TI: But the ship is so large, though, it probably went...

LP: It was a big ship.

TI: So it probably was more stable than some of the other smaller ships that went across.

LP: Well, I don't know. I came back on a German ship after we were liberated from the prison camp, and I came back on a German liberty ship, it was a cruise ship. And we didn't hit any storms, and that thing actually rode better than that big ship.

TI: How interesting.

LP: We came back probably about fifteen or sixteen ships to build it coming back.

TI: Yeah, because you hear a lot of stories about seasick and all that, it was pretty rough.

LP: It was quiet.

TI: Okay, so you go to Scotland, and then what happens next?

LP: Then we went to England, and then we got, we got shipped across, I don't know what kind of ships we were on, but we went to France.

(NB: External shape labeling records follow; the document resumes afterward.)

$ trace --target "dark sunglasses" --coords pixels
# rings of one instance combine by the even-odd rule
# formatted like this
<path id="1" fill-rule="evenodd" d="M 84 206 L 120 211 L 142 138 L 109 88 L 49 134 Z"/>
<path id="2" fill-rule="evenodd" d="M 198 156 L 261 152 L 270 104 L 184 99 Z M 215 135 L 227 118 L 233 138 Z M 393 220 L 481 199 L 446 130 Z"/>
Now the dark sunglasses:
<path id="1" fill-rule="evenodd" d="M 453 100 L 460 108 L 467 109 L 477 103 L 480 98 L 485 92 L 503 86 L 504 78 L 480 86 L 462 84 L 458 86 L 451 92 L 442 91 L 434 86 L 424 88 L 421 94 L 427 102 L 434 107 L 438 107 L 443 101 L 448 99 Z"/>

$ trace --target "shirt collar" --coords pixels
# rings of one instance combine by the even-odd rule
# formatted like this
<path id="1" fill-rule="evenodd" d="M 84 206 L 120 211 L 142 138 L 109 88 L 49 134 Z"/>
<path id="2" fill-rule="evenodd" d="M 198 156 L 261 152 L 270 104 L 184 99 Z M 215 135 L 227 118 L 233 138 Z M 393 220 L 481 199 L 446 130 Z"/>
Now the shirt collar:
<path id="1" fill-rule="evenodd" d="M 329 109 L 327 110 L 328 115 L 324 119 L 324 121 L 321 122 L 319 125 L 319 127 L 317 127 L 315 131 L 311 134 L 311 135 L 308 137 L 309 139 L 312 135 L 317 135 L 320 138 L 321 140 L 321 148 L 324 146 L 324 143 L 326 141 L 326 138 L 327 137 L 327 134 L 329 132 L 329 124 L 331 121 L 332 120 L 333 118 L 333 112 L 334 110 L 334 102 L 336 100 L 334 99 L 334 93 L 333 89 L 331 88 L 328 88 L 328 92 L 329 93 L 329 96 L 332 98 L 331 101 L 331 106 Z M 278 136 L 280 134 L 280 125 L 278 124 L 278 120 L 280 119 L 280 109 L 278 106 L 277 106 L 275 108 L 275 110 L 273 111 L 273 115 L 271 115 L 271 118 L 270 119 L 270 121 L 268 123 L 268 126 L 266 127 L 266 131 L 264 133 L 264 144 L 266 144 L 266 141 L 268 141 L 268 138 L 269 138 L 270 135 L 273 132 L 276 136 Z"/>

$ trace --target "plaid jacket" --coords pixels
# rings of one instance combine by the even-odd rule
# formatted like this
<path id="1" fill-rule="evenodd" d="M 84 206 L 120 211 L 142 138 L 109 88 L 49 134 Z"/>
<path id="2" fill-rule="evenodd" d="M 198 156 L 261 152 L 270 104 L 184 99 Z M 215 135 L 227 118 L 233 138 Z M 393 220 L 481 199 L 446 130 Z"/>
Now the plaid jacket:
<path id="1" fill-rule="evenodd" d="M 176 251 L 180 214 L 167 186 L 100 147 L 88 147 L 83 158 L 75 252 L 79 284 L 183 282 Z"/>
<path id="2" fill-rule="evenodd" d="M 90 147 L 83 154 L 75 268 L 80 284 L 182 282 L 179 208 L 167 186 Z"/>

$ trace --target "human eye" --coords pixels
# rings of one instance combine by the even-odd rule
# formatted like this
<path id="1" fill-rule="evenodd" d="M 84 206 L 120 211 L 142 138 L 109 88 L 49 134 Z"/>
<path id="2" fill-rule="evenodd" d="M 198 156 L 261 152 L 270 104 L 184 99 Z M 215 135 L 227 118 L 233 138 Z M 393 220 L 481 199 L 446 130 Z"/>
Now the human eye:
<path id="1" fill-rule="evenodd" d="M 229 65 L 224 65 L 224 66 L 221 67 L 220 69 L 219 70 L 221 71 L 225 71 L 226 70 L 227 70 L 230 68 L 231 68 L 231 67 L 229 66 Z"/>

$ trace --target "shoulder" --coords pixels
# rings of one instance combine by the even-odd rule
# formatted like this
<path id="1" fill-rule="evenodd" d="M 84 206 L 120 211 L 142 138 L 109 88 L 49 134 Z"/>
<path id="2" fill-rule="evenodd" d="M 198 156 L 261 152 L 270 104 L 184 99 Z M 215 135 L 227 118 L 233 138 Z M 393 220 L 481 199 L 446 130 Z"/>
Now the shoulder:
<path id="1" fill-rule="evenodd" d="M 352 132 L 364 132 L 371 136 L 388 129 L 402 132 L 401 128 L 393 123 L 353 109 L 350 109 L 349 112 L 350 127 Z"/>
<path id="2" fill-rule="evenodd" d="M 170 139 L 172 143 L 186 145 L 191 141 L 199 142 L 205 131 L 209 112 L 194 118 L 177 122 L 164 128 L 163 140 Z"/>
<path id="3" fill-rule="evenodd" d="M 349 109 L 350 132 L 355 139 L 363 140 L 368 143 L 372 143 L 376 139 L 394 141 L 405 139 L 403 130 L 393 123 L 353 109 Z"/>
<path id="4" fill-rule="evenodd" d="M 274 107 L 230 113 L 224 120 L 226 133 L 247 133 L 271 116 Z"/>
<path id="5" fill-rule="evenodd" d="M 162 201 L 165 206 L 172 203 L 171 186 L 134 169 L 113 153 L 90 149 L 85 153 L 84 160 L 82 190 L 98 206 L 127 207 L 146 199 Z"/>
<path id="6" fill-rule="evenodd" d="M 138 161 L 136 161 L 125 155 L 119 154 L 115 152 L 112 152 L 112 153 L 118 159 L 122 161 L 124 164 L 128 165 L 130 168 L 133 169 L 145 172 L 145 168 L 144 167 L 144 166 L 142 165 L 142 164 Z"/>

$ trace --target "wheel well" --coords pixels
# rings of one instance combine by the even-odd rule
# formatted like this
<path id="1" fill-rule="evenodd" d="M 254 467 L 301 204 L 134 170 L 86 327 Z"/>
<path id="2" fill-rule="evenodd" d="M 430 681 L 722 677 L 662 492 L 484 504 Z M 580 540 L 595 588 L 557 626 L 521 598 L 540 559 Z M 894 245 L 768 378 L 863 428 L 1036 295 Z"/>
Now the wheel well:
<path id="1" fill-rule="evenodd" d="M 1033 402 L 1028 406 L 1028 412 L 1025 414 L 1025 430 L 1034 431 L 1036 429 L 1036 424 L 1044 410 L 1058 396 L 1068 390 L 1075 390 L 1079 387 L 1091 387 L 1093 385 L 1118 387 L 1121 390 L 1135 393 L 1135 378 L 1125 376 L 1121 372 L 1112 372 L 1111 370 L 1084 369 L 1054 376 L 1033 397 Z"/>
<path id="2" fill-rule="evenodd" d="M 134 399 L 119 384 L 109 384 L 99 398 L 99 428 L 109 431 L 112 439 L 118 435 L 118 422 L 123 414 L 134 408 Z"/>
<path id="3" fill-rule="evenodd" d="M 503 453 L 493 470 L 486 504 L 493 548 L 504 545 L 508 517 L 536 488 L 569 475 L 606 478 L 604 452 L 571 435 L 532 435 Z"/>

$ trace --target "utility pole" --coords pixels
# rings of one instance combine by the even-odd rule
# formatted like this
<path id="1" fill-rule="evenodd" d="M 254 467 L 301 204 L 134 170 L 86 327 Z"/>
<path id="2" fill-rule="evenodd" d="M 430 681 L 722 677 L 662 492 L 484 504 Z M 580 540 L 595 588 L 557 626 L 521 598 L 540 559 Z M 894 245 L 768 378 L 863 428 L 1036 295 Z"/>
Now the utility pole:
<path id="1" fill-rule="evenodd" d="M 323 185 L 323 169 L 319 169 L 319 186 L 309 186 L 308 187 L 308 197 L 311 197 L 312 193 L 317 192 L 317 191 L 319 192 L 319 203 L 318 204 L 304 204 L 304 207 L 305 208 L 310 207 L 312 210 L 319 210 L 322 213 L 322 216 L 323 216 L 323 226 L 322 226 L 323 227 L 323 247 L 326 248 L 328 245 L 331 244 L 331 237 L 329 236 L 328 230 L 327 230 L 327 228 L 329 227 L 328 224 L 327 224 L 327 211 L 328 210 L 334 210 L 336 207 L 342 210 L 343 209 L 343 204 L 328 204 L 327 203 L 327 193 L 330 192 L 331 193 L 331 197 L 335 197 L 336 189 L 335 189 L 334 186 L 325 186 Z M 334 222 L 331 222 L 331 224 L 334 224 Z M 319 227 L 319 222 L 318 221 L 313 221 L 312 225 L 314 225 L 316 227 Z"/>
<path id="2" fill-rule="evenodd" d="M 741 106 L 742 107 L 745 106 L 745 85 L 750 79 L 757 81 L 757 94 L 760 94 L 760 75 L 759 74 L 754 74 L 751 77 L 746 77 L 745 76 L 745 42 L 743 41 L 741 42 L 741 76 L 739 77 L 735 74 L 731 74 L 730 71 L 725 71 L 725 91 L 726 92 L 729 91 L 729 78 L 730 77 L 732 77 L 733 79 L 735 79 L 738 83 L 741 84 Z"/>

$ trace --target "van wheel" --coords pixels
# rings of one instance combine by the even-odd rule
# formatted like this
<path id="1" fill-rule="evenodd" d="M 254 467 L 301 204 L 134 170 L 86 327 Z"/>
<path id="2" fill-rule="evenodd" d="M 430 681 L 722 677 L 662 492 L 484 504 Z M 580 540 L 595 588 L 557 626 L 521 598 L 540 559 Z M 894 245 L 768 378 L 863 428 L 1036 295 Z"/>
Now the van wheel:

TI: And you say your... so most of your fellow soldiers at this point from Indiana? You said this is the Indiana 106th unit?

LP: You know, there was twenty thousand troops in that division and they were from everywhere, you know.

TI: Wow, so it was huge.

LP: But they didn't all go to the front lines, some of 'em were in reserve and I don't know exactly what the story is there.